Susan Bloch, a law professor at Georgetown University, says Michigan’s new wave of “friend of the court” briefs “are meaningful, but I don’t think they are controlling at all. They indicate that many segments of society accept the Michigan policies, and it’s the way the country is moving. Some justices will be more than happy to go against that, but I think the middle justices will pay attention,” to the sentiment expressed in the briefs.

In another strategic move, Michigan will address the court with a newly added attorney, Maureen Mahoney, an experienced Supreme Court litigator who has argued 11 cases before the court and won 10 of them. She will join John Payton, who argued Michigan’s cases on the district and federal circuit court levels.

The addition of Mahoney will add legal firepower and expertise, but Michigan plans “no sort of fundamental changes to our strategy,” Krislov says. “But obviously we want to keep abreast of any current developments or any new claims our opponents and their amici are making.”

‘Fundamentally Flawed’

President George W. Bush in mid-January called the University of Michigan’s admissions policies “fundamentally flawed,” and said that although he strongly supports diversity of all kinds, including racial diversity in higher education, “the Michigan policies amount to a quota system that unfairly rewards or penalizes perspective students, based solely on their race.”

U.S. Solicitor General Theodore B. Olson and other critics of Michigan’s admissions policies reportedly were unhappy that Bush’s briefs and his comments to the nation did not go far enough, because the president did not ask the court to overturn the landmark 1978 Bakke v. Regents of University of California case, which struck down quotas but permitted the use of race as a factor in admissions.

Bush’s views on the Michigan case might be amplified in person before the Supreme Court. Olson, acting as Bush’s agent this month, requested to speak before the court for 10 minutes during oral arguments to expand Bush’s views.

Olson, while in private practice, was hired by two of the four White plaintiffs in a case filed in 1992 against the University of Texas School of Law. Arguing before the U.S. 5th Circuit Court of Appeals in New Orleans, Olson contended that achieving diversity did not justify using race as a factor in admissions.
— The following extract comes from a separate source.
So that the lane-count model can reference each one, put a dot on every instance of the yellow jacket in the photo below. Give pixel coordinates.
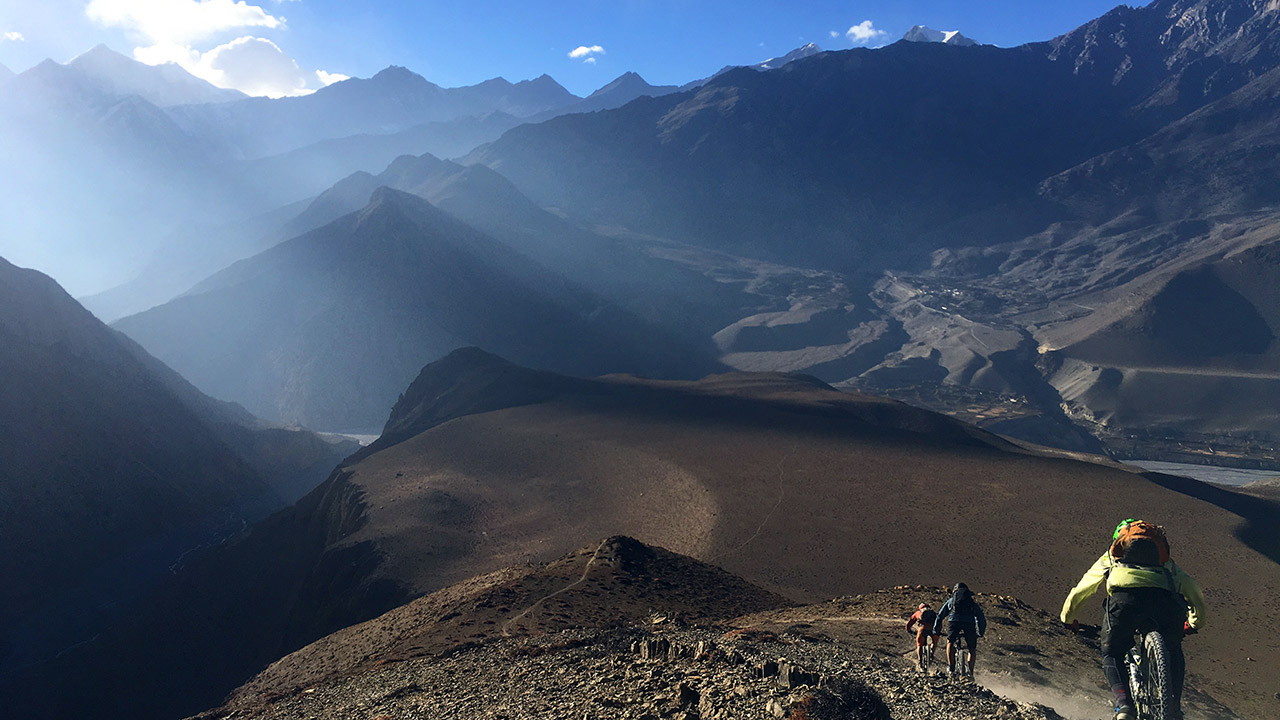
(1120, 575)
In 1996, the court agreed, and ruled the admissions policy unconstitutional.

In the motion filed this month, Olson said the two Michigan cases raise “important questions concerning the consideration of race in university admissions,” and that the U.S. Department of Justice has the responsibility to enforce the equal protection clause of the Constitution and federal civil rights laws.

Curt A. Levey, director of legal and public affairs at the Center for Individual Rights (CIR), the Washington-based legal foundation that represented plaintiffs in both Texas’ Hopwood case and in the Michigan case, says the group would give Olson time to express the government’s views.

“He will help us because he is somebody who is respected on both sides of the case,” Levey told Black Issues. “But we are confident of winning based on the law and the facts and not just on who is on our side.”

A Historic Decision

The lawsuits against the University of Michigan, filed in 1997 on behalf of three White applicants, claim the university unconstitutionally uses race as a factor in admissions to the university’s undergraduate colleges of literature, science and the arts, as well as to the university’s law school.

Undergraduate applicants Jennifer Gratz and Patrick Hamacher claimed that the university discriminated against them to accept Blacks and Hispanics with lower test scores and grade-point averages, even though more than 1,200 other White applicants with lower test scores and grades than Gratz, for example, were admitted to Michigan the same year she applied, said Godfrey Dillard, a Detroit lawyer who was representing the Black and Hispanic students who won the right to intervene in the university’s affirmative action case (see Black Issues, Dec. 7, 2000). Law school applicant Barbara Grutter also filed a lawsuit in 1997, claiming she was denied admission to the university’s law school in favor of less-qualified minorities.

This spring the case will end up in the highest court of the land, and could have the most seismic impact on higher education in 25 years.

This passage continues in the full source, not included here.